Restricted Stock Units

 

On June 30, 2022, the Company granted 3,200 restricted stock units to Joshua Horowitz for strategic advisory service compensation.  These restricted stock units were fully vested and settled on the date of grant.

 

On June 30, 2022, the Company, at the direction of the Board of Directors, accelerated the vesting of former director Michael Dill’s unvested restricted stock units granted September 6, 2018, September 6, 2019, August 24, 2020, and July 30, 2021, and issued 34,264 shares of common stock to Mr.

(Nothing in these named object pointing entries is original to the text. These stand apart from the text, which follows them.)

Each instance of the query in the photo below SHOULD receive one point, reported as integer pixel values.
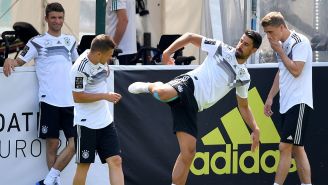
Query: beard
(239, 55)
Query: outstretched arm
(83, 97)
(248, 117)
(182, 41)
(10, 65)
(121, 25)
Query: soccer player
(96, 131)
(53, 53)
(294, 81)
(223, 69)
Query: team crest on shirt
(210, 42)
(47, 43)
(67, 41)
(44, 129)
(85, 154)
(25, 50)
(78, 82)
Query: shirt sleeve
(117, 4)
(210, 45)
(75, 54)
(300, 52)
(29, 52)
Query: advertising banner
(22, 153)
(223, 149)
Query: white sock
(53, 173)
(145, 87)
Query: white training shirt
(90, 78)
(53, 58)
(128, 43)
(218, 74)
(297, 90)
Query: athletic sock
(139, 87)
(51, 177)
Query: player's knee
(115, 161)
(71, 146)
(285, 147)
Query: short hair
(102, 43)
(255, 36)
(273, 19)
(54, 7)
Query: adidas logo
(232, 150)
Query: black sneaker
(40, 182)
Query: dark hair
(54, 7)
(102, 43)
(255, 36)
(273, 19)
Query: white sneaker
(138, 87)
(50, 180)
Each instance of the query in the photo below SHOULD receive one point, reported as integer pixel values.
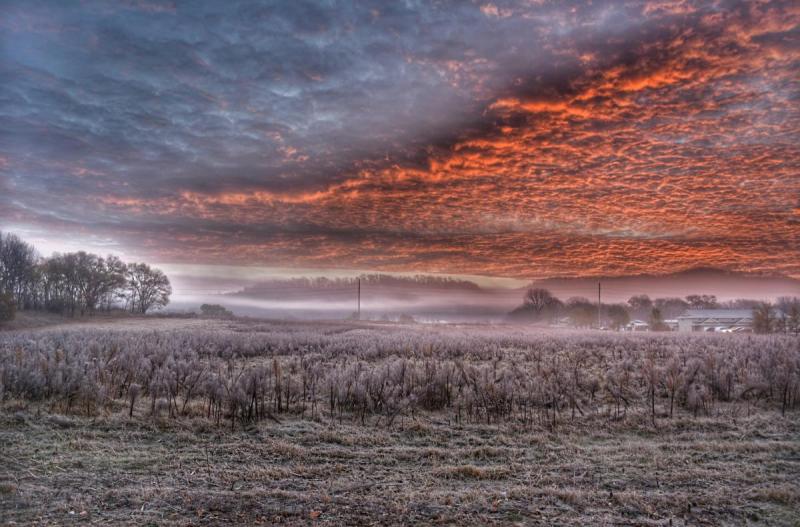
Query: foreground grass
(705, 471)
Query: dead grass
(134, 472)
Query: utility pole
(599, 306)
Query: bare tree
(147, 287)
(763, 318)
(540, 303)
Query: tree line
(78, 283)
(541, 306)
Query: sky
(510, 139)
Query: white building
(725, 320)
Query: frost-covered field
(193, 421)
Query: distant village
(694, 313)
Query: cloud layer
(521, 139)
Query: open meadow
(202, 422)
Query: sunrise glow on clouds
(520, 139)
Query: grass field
(729, 462)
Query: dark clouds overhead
(516, 138)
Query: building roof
(717, 313)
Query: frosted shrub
(338, 371)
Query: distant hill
(371, 285)
(445, 298)
(726, 285)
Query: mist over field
(465, 299)
(401, 263)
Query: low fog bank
(430, 298)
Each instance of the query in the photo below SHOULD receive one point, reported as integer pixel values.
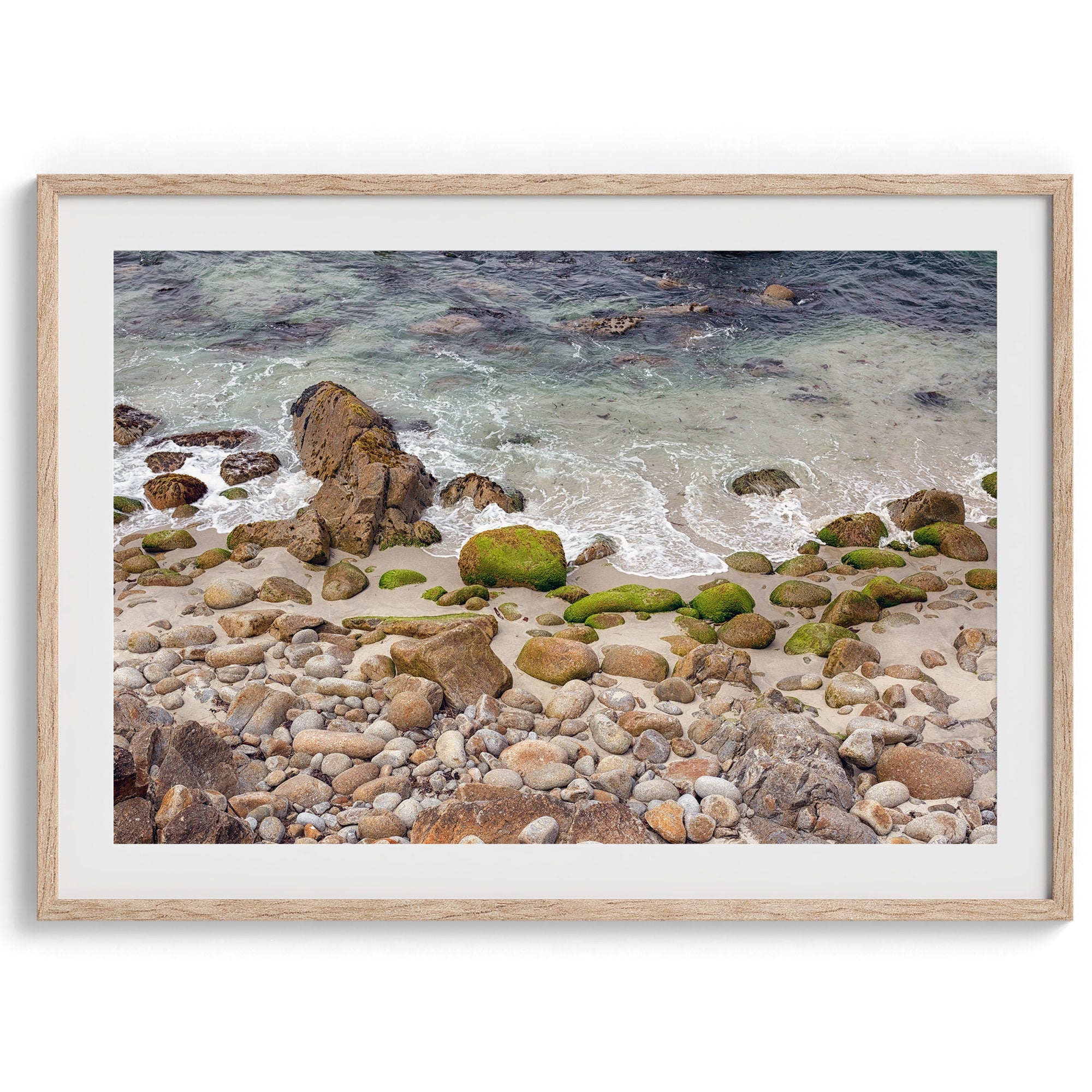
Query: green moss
(606, 621)
(212, 557)
(874, 560)
(160, 542)
(931, 536)
(800, 594)
(625, 598)
(396, 578)
(746, 562)
(514, 557)
(851, 609)
(723, 602)
(816, 639)
(568, 592)
(983, 579)
(888, 594)
(862, 529)
(801, 566)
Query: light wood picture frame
(53, 188)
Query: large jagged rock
(364, 472)
(482, 492)
(927, 507)
(786, 764)
(460, 660)
(130, 424)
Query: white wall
(552, 87)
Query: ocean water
(881, 381)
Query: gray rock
(891, 794)
(542, 832)
(717, 787)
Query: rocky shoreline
(322, 680)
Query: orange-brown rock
(170, 491)
(460, 660)
(496, 822)
(928, 776)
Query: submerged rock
(246, 466)
(746, 562)
(927, 507)
(170, 491)
(130, 424)
(768, 483)
(482, 493)
(862, 529)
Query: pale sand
(897, 646)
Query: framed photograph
(601, 547)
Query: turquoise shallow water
(882, 383)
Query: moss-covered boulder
(746, 562)
(464, 596)
(803, 565)
(874, 560)
(983, 579)
(862, 529)
(800, 594)
(212, 557)
(624, 598)
(557, 660)
(747, 632)
(163, 578)
(702, 632)
(816, 639)
(396, 578)
(889, 594)
(723, 602)
(955, 541)
(161, 542)
(514, 557)
(342, 581)
(568, 592)
(604, 621)
(851, 609)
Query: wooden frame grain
(1059, 188)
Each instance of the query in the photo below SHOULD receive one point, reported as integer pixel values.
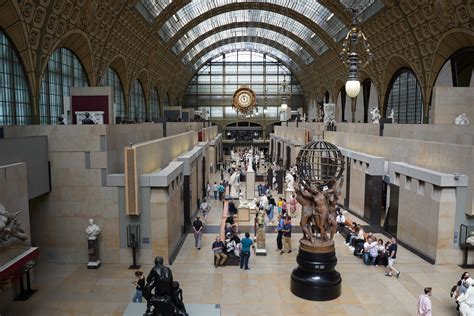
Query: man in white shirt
(340, 219)
(367, 246)
(205, 208)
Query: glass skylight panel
(362, 4)
(150, 9)
(251, 32)
(253, 16)
(310, 9)
(369, 7)
(255, 47)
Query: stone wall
(447, 158)
(14, 192)
(357, 187)
(156, 154)
(79, 158)
(120, 136)
(167, 219)
(449, 102)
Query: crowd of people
(372, 250)
(232, 246)
(463, 294)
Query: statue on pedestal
(163, 295)
(320, 166)
(11, 231)
(391, 116)
(243, 203)
(375, 115)
(290, 182)
(93, 231)
(260, 233)
(461, 119)
(234, 183)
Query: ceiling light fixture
(351, 55)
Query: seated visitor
(373, 251)
(228, 229)
(366, 251)
(230, 245)
(353, 235)
(219, 255)
(340, 219)
(466, 300)
(382, 256)
(360, 239)
(283, 207)
(231, 208)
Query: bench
(231, 260)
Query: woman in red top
(293, 205)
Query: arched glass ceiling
(362, 4)
(254, 47)
(368, 8)
(311, 9)
(266, 17)
(150, 9)
(250, 32)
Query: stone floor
(68, 289)
(71, 289)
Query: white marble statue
(329, 113)
(461, 119)
(235, 185)
(249, 162)
(264, 201)
(375, 115)
(243, 203)
(252, 204)
(93, 230)
(11, 231)
(470, 239)
(293, 170)
(290, 182)
(392, 116)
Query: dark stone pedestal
(315, 278)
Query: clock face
(244, 99)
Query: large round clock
(244, 100)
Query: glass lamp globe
(352, 88)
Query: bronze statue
(305, 198)
(318, 210)
(10, 228)
(163, 295)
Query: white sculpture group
(10, 230)
(375, 115)
(461, 119)
(234, 182)
(290, 182)
(329, 113)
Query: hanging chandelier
(244, 102)
(355, 54)
(285, 92)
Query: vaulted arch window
(154, 105)
(137, 108)
(15, 102)
(405, 98)
(64, 70)
(112, 79)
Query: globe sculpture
(319, 163)
(320, 166)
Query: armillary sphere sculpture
(320, 166)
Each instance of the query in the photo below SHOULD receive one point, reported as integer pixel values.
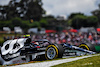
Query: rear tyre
(54, 51)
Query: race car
(24, 50)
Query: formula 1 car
(23, 50)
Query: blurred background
(58, 21)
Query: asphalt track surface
(54, 62)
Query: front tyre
(54, 51)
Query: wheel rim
(51, 53)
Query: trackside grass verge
(86, 62)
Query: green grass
(87, 62)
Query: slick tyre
(87, 46)
(54, 51)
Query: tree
(80, 20)
(25, 9)
(97, 13)
(92, 21)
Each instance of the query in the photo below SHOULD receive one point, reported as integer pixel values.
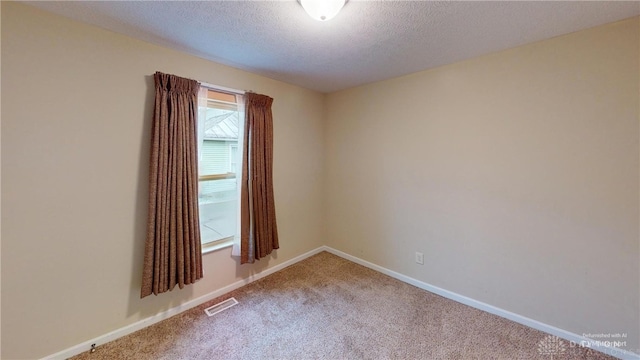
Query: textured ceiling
(368, 41)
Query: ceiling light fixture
(322, 10)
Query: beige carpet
(326, 307)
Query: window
(219, 126)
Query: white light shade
(322, 10)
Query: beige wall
(516, 174)
(76, 111)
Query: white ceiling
(368, 41)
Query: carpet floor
(326, 307)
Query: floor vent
(212, 310)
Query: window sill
(217, 246)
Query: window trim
(227, 241)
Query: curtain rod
(222, 88)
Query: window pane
(218, 209)
(217, 193)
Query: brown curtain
(172, 251)
(258, 232)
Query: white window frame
(234, 239)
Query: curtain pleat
(172, 250)
(259, 232)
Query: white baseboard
(563, 334)
(126, 330)
(569, 336)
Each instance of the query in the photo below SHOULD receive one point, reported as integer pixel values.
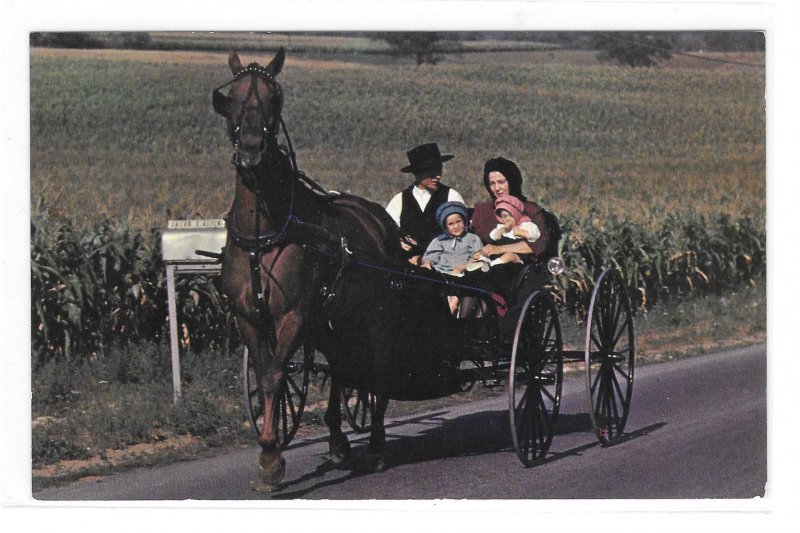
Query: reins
(258, 244)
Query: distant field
(131, 135)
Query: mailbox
(180, 242)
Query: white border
(778, 18)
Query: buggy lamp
(555, 265)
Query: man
(414, 209)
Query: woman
(503, 177)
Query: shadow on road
(473, 434)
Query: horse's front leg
(338, 445)
(272, 465)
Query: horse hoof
(375, 462)
(339, 448)
(269, 477)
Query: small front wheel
(535, 378)
(291, 399)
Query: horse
(288, 268)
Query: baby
(450, 252)
(513, 226)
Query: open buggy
(519, 341)
(305, 267)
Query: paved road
(697, 430)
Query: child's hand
(519, 232)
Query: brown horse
(288, 267)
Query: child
(450, 252)
(513, 226)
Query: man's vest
(422, 225)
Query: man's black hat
(425, 157)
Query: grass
(131, 135)
(116, 413)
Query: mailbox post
(179, 244)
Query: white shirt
(533, 230)
(422, 196)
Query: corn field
(107, 285)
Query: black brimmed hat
(425, 157)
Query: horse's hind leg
(338, 444)
(376, 460)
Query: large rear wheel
(291, 400)
(609, 356)
(535, 378)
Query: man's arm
(395, 207)
(454, 196)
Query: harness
(273, 157)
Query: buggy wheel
(609, 357)
(535, 378)
(359, 408)
(291, 398)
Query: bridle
(271, 153)
(270, 131)
(272, 158)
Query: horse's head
(252, 108)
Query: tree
(426, 47)
(634, 49)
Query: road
(697, 429)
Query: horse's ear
(221, 103)
(234, 62)
(275, 66)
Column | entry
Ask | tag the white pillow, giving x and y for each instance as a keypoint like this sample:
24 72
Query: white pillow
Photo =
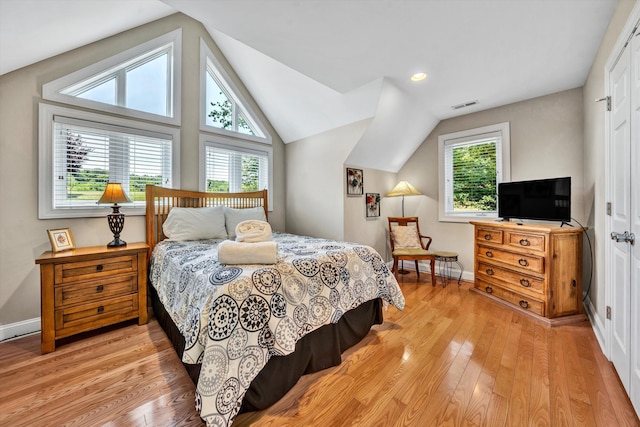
233 217
195 224
405 237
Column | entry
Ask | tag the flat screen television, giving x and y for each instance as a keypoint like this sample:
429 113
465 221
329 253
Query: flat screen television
540 199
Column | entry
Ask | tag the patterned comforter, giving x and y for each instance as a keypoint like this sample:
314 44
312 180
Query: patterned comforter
235 317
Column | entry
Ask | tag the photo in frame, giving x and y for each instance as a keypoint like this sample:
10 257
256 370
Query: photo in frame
61 239
373 204
355 182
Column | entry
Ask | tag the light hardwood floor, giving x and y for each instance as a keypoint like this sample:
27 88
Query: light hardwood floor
451 358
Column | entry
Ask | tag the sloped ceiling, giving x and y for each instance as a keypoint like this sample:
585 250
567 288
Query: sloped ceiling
315 65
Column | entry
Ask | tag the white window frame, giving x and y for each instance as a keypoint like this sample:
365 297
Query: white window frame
47 112
208 61
445 185
172 42
233 145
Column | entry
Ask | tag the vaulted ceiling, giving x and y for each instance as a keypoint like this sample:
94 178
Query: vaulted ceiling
316 65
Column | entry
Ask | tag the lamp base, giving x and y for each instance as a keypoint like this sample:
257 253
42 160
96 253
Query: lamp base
116 243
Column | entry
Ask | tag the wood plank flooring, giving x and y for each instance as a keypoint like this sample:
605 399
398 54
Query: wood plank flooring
451 358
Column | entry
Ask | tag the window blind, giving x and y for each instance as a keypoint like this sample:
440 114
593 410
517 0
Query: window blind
87 155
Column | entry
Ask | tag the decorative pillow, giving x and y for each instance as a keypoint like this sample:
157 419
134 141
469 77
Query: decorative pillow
233 217
195 224
405 237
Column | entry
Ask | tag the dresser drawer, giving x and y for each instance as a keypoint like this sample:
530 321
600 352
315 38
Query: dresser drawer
534 242
489 235
527 262
95 290
525 302
78 318
94 269
511 279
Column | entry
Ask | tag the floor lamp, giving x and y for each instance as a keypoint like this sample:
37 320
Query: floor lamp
403 189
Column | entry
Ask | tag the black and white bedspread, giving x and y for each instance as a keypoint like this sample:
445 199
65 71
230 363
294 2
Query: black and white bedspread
235 317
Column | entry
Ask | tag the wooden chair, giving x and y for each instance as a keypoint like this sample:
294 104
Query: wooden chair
407 244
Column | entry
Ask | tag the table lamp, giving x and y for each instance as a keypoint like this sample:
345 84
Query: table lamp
115 194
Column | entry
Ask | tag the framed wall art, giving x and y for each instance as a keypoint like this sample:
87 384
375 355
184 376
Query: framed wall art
373 204
355 185
61 239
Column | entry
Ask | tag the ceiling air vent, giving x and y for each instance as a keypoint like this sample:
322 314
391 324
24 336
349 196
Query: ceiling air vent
465 105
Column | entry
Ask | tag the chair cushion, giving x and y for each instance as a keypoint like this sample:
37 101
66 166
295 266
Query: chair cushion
405 237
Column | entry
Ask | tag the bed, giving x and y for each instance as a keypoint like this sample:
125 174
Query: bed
247 333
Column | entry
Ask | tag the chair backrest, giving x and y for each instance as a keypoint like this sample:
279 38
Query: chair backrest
404 240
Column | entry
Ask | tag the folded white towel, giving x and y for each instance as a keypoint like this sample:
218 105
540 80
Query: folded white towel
230 252
251 231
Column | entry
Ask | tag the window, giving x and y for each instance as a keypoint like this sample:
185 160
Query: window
472 163
140 82
80 152
232 166
224 110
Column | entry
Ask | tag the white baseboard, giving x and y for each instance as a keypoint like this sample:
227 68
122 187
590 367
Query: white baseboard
18 329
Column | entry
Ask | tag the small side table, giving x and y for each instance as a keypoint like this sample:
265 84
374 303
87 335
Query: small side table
444 266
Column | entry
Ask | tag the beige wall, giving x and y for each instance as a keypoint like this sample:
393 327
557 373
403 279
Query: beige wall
594 154
23 236
546 141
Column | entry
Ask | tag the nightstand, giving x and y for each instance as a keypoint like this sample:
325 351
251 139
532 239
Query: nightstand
88 288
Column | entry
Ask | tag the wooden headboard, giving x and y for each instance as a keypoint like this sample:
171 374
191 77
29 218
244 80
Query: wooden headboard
160 200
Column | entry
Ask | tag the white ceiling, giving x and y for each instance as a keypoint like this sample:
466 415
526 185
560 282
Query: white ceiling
315 65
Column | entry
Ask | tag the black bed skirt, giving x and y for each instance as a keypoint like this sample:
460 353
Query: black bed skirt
314 352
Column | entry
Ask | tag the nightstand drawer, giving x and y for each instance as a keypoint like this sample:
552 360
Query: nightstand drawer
101 289
93 269
94 315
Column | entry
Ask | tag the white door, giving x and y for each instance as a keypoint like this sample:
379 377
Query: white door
624 261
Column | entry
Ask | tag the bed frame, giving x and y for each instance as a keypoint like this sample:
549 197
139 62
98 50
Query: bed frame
161 200
316 351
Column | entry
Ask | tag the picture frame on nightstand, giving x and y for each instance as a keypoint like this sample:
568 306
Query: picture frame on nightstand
61 239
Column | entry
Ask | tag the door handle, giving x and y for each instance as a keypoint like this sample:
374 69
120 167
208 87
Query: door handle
623 237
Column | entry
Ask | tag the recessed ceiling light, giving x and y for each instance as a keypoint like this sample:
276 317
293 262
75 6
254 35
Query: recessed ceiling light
418 77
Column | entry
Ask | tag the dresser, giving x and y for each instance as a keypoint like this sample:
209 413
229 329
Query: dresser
88 288
534 269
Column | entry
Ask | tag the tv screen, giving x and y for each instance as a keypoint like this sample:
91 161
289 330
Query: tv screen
541 199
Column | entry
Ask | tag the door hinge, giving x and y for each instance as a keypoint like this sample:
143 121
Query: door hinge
605 98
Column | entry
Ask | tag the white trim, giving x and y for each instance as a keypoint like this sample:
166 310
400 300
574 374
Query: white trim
207 55
51 90
611 61
503 129
46 160
19 329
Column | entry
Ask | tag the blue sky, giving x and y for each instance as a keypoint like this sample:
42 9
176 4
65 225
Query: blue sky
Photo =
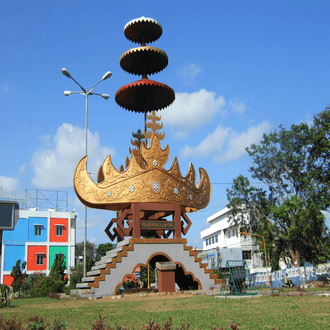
239 69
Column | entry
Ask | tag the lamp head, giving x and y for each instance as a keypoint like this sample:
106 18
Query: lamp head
105 96
107 75
66 72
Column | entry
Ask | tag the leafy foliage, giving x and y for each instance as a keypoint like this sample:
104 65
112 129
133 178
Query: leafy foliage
144 275
76 275
58 268
102 250
294 167
90 253
18 275
5 296
45 285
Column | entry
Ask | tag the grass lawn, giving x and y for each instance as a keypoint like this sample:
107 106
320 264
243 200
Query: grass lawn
202 312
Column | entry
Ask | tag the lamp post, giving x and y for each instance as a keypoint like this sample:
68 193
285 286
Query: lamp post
263 239
86 92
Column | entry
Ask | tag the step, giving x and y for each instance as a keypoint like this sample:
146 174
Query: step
103 261
101 266
113 252
82 286
94 273
123 243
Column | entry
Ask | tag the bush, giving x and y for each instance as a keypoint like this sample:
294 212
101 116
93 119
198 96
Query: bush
36 323
11 324
45 285
76 276
18 275
58 268
5 296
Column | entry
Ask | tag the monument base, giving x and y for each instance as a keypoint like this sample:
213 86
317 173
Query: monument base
109 273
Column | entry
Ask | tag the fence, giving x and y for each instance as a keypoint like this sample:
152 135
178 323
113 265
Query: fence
299 276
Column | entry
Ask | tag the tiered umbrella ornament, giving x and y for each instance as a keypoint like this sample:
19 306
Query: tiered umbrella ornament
144 95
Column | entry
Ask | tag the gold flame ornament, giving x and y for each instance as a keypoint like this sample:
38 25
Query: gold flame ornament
115 190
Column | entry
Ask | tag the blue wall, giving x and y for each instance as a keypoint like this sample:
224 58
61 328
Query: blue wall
13 253
19 235
39 221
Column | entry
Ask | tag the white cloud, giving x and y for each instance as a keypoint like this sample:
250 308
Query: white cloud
213 143
9 184
189 72
237 106
54 167
192 111
225 145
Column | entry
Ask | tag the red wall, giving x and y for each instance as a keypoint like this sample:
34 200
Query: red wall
53 237
8 280
32 258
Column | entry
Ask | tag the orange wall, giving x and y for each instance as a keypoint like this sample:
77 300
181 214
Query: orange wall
53 237
8 280
32 258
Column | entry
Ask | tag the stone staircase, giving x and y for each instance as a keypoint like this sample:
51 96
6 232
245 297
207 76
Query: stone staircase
107 274
102 264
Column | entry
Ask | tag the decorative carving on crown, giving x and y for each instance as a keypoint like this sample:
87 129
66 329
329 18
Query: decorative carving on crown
117 189
155 125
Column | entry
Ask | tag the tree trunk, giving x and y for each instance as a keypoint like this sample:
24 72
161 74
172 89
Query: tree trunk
295 256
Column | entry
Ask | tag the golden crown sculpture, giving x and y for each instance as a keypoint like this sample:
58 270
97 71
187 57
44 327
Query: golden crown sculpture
144 194
115 189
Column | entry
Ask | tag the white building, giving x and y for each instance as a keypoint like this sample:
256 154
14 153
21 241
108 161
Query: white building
222 241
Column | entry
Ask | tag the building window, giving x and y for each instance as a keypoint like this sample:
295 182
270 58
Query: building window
59 230
59 256
40 259
247 255
37 230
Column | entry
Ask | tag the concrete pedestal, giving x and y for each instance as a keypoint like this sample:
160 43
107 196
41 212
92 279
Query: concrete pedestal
166 276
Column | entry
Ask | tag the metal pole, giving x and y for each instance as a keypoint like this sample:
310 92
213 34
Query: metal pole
263 238
86 93
85 227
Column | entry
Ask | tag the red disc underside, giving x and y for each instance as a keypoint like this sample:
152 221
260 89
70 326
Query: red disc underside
145 95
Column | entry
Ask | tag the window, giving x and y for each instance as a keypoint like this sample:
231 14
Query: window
59 256
247 255
37 230
40 259
59 230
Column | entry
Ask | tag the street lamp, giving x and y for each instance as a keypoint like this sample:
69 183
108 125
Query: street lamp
263 239
86 92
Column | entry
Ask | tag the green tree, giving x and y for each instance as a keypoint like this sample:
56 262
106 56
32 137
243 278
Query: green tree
58 268
19 276
289 211
102 250
90 253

Dill.

 

On June 8, 2022, the Company, at the direction of the Board of Directors, granted 10,000 restricted stock units to John Suzuki for bonus compensation.  These restricted stock units were fully vested and settled on the date of grant.

 

On May 31, 2022, the Company granted 3,200 restricted stock units to Joshua Horowitz for strategic advisory service compensation.  These restricted stock units were fully vested and settled on the date of grant.

 

On April 30, 2022, the Company granted 3,200 restricted stock units to Joshua Horowitz for strategic advisory service compensation.  These restricted stock units were fully vested and settled on the date of grant.

 

On March 31, 2022, the Company granted 16,000 restricted stock units to Joshua Horowitz for strategic advisory service compensation.  These restricted stock units were fully vested and settled on the date of grant.

On December 17, 2021, upon the resignation of former director John Struble, the Company, at the direction of the Board of Directors, accelerated the vesting of Mr. Struble’s unvested restricted stock units granted September 6, 2018, September 6, 2019, August 24, 2020, and July 30, 2021, and issued 34,264 shares of common stock to Mr. Struble.

 

On August 24, 2021, the Company granted to each non-employee director restricted stock units with a grant-date fair value of $40 per award (resulting in total aggregate grant-date fair value of $240), which will vest in five equal, annual installments beginning with the first anniversary of the grant date, subject to the director’s continued service through such date, provided that, if the director makes himself available and consents to be nominated by the Company for continued service as a director, but is not nominated for the Board for election by stockholders, other than for good reason, as determined by the Board in its discretion, then the restricted stock units shall vest in full as of the director’s last date of service as a director of the Company. 

 

On July 30, 2021, the Company granted to each non-employee director restricted stock units with a grant-date fair value of $50 per award (resulting in total aggregate grant-date fair value of $250), which will vest in five equal, annual installments beginning with the first anniversary of the grant date, subject to the director’s continued service through such date, provided that, if the director makes himself available and consents to be nominated by the Company for continued service as a director, but is not nominated for the Board for election by stockholders, other than for good reason, as determined by the Board in its discretion, then the restricted stock units shall vest in full as of the director’s last date of service as a director of the Company. 

 

On March 4, 2021, upon the resignation of former director Lewis Johnson, the Company, at the direction of the Board of Directors, accelerated the vesting of Mr. Johnson’s unvested restricted stock units granted September 6, 2018, September 6, 2019, and August 24, 2021, and issued 24,505 shares of common stock to Mr. Johnson.

 

There were 102,791 and 137,055 restricted stock units outstanding as of June 30, 2022, and December 31, 2021, respectively.

 

The Company recorded non-cash restricted stock unit compensation expense of $171 and $241 for the three and six months ended June 30, 2022, respectively, compared with $25 and $128, respectively for the same periods last year.